Statement of Prejudice: None. “Leaf Graffiti” doesn’t strike me as a brilliant title, mind. A first collection.
Reality: Leaf Graffiti opens with a long, free verse series of connected pieces called “Variations on an urban monotone”, the prospect of which immediately gave me the howlers, but happily it takes a good two-thirds of its forty-odd sections before it starts to drag, which is no mean feat. The poem comprises 17-line sections, each concerning a image or theme from the previous section, in which LB does impressive work corralling the unpunctuated and often unsyntactic thoughts, and sounding pretty good doing it; this being a good (and rare) example of a discernible rhythmic pattern surviving free-verse formatting and of some slightly ostentatious page layout working in concert with the content. Otherwise, some of LB’s extended ruminations on summer afternoons and public transport are delicately painted, and show care and neat attention to detail that make the more clichéd passages worthwhile (see ‘vulpine ticks of thought’ or ‘girning drizzle skull clouds’ as examples of LB’s facility with the odd but logical turn of phrase).
The downside, however, is that the attractive statement of the poem is mostly surface level, and the few occasions on which LB approaches the topical (a political conference, tenement housing, her bank statement), the work noticeably flounders. There is little editorial statement, save for some rote decrying of ‘politicians’, while the ‘urban’ strain of the monotone is largely decorative, and slightly more troublesomely, there’s little emotional engagement with all its passing scenery.
As the book progresses, there’s scant deviation from the tone of the opening section: LB persists in a free-associating series of thoughts and visual descriptions, and very few poems carry a discernible thesis. Some of the individual pieces are pretty enough, particularly when the action switches to the natural world, but few bear re-reading, and the cutesiness (eg in “Pond life”: ‘On the mantelpiece a horse is asking me for words / but I keep on only making sounds of horses – / read this book I say. James Joyce, it’s good for you.’) grates. If you read the review of Emily Berry previously on this site, it’s a noticeably similar scenario. Few poems stand out, there is little for the reader to grab onto emotionally, there’s a creeping sense that we are not being addressed but rather overhearing a mind talking to itself.

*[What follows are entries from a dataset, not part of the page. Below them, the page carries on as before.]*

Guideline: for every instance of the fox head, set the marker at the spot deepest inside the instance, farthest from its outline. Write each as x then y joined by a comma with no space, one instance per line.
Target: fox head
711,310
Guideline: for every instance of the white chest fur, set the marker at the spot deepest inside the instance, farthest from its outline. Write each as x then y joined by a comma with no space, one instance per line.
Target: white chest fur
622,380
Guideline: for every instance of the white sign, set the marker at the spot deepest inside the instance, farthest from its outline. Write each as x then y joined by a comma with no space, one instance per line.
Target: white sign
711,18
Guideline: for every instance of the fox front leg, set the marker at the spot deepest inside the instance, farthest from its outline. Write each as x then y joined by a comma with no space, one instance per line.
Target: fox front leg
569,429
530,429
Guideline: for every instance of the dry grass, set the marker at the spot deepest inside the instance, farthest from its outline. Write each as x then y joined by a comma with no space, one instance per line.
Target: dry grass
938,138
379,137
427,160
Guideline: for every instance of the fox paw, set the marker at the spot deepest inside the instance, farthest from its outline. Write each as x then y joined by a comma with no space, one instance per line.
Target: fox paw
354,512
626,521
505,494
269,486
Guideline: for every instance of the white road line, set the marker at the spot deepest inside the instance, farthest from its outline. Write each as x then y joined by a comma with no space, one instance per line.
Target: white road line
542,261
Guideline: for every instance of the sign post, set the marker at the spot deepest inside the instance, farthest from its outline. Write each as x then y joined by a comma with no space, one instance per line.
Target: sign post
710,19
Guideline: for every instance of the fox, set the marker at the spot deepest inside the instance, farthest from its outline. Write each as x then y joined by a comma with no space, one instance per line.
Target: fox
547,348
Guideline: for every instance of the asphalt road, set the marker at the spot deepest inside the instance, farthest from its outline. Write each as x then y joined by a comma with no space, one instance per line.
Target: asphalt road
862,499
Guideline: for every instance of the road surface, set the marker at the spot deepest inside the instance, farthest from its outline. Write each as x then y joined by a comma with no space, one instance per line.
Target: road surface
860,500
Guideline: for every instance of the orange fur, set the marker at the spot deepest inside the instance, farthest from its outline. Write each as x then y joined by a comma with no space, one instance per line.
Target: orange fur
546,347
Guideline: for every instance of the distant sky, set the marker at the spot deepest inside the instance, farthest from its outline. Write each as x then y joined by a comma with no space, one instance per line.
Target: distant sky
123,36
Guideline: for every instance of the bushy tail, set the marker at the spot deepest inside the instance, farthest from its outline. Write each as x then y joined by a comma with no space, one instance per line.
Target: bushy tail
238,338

As an aside – I’m finding it difficult to come up with fresh talking points regarding Leaf Graffiti – there is of course a rich tradition of the overheard conversation/monologue in poetry, it’s one of the form’s fundamental modes of address. But the importance of the fact that an audience is looking over your shoulder as you write your love letter/reverie/etc cannot be overestimated. With all the good will in the world the poet must work especially hard to cover the piece’s emotional heavy lifting, particularly intense in the particularly active medium of poetry (as opposed, say, to the relatively passive video games or television). That’s the assumed contract. You get your name on a slim volume and, provided I fully engage with what you’ve given me, my understanding of life is enriched, I am better equipped for its endurance. If that seems a bum deal consider an alternative: you get your name on a slim volume and I waste a few hours of my day listening to you describe sunsets and your noticeably sniffy distaste for the underclass. Being a poet is not glamorous, or at least it shouldn’t be. As a message to all poets, and as a decent touchstone to anyone consistently reading these reviews: remember: it’s not about you.
Tl;dr: back to the text at hand, if you don’t like haiku-style non-sequential thinking, there’s little to enjoy. Each poem feels much like the last, and a commendable sense that LB sees the natural world as something sacred and inherently valuable is shouted down by the book’s sheer volume and scattershot focus. Leaf Graffiti is worth picking up and skimming for neat turns of phrase and clever descriptors (“The chickens were with the gold at the furthest outer limits of the rainbow”; “i love a smoking glaswegian / strawberry in concrete”), but far too often these neat turns are rather incidental, and poems have an irritating habit of leaving their last line hanging in ostensibly significant white-space-come-silence. The goal suggested by its title –I assume an attempt to comingle the urban and the pastoral – is not achieved; the two remain largely segregated and there is a clear split between LB’s attitudes to the exalted trees and the repellent streets. At just under 90 pages, this is too long a read for too little reward.